The profession's conceit is that, until an academic evaluator evaluates it, every anti-poverty program is under suspicion. In the closed world of evaluation, what cannot be measured is invisible. What cannot be validated by an evaluator should not be funded.

Responding to the United Nations definition of poverty ("Fundamentally, poverty is a denial of choices and opportunities, a violation of human dignity. It means lack of basic capacity to participate effectively in society."), the authors ask, "This may be entirely true and accurate. But is it useful?"

Perhaps I am living on a planet populated with people, but I love the U.N. poverty definition. All advocates for economic justice do.

Of course, what the authors mean by "useful" is that human dignity is hard to measure. Social impact measurement is inherently limited to reporting on what it can conceive and quantify.

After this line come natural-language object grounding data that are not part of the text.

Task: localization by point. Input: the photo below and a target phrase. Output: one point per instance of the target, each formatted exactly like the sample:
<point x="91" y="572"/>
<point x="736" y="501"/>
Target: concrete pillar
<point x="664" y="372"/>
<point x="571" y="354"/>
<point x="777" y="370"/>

Consider a neighborhood newspaper anywhere in the world. Computing the impact of a newspaper based on its circulation and advertising revenue produces its valuation, not its value. A paper is a social asset advancing free speech and fostering community cohesion. Our support for a free press is grounded in much more than an economist's research evaluation.

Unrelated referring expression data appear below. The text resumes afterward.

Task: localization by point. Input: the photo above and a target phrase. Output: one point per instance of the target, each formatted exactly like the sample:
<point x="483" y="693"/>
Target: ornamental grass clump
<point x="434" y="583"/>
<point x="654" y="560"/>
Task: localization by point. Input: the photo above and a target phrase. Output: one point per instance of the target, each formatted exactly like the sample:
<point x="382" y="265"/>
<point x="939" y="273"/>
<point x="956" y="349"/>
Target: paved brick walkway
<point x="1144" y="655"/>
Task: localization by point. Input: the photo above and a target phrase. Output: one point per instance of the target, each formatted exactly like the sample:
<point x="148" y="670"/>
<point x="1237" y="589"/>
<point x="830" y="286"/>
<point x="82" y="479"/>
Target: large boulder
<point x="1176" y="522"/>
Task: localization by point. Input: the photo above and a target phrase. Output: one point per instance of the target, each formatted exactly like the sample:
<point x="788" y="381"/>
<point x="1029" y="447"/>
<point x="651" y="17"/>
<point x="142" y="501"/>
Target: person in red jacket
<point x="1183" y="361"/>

To the book's credit, it acknowledges the tension between personal commitment to social justice and the impersonal process of evaluation. But, after paying lip service to our complex and very human do-gooder impulses, in a classic example of escalating commitment, the authors persist in adamantly plugging their brand of academic research evaluation for deciding what works and doesn't in economic development.

At conferences, in research publications and in the offices of funders, the troubling trend is a forming hierarchy of hubris. Soon, in-the-trenches anti-poverty practitioners with long experience, community-based organizations close to their clients, market-based programs with real revenues and real customers, and experimental, innovative initiatives with great promise may be written off as woolly-headed, undisciplined or unscalable simply because they are un-evaluated.

To my way of thinking, this is upside down. Art critics more valued than artists? Sports writers more admired than athletes? Political pundits more powerful than elected leaders?

If foundations stopped funding social impact studies, would it remain a "hot" fad? Would anyone outside the halls of academia really care?

We need evaluators and critics. The rougher and tougher, the better. What we don't need is academic hegemony over activism.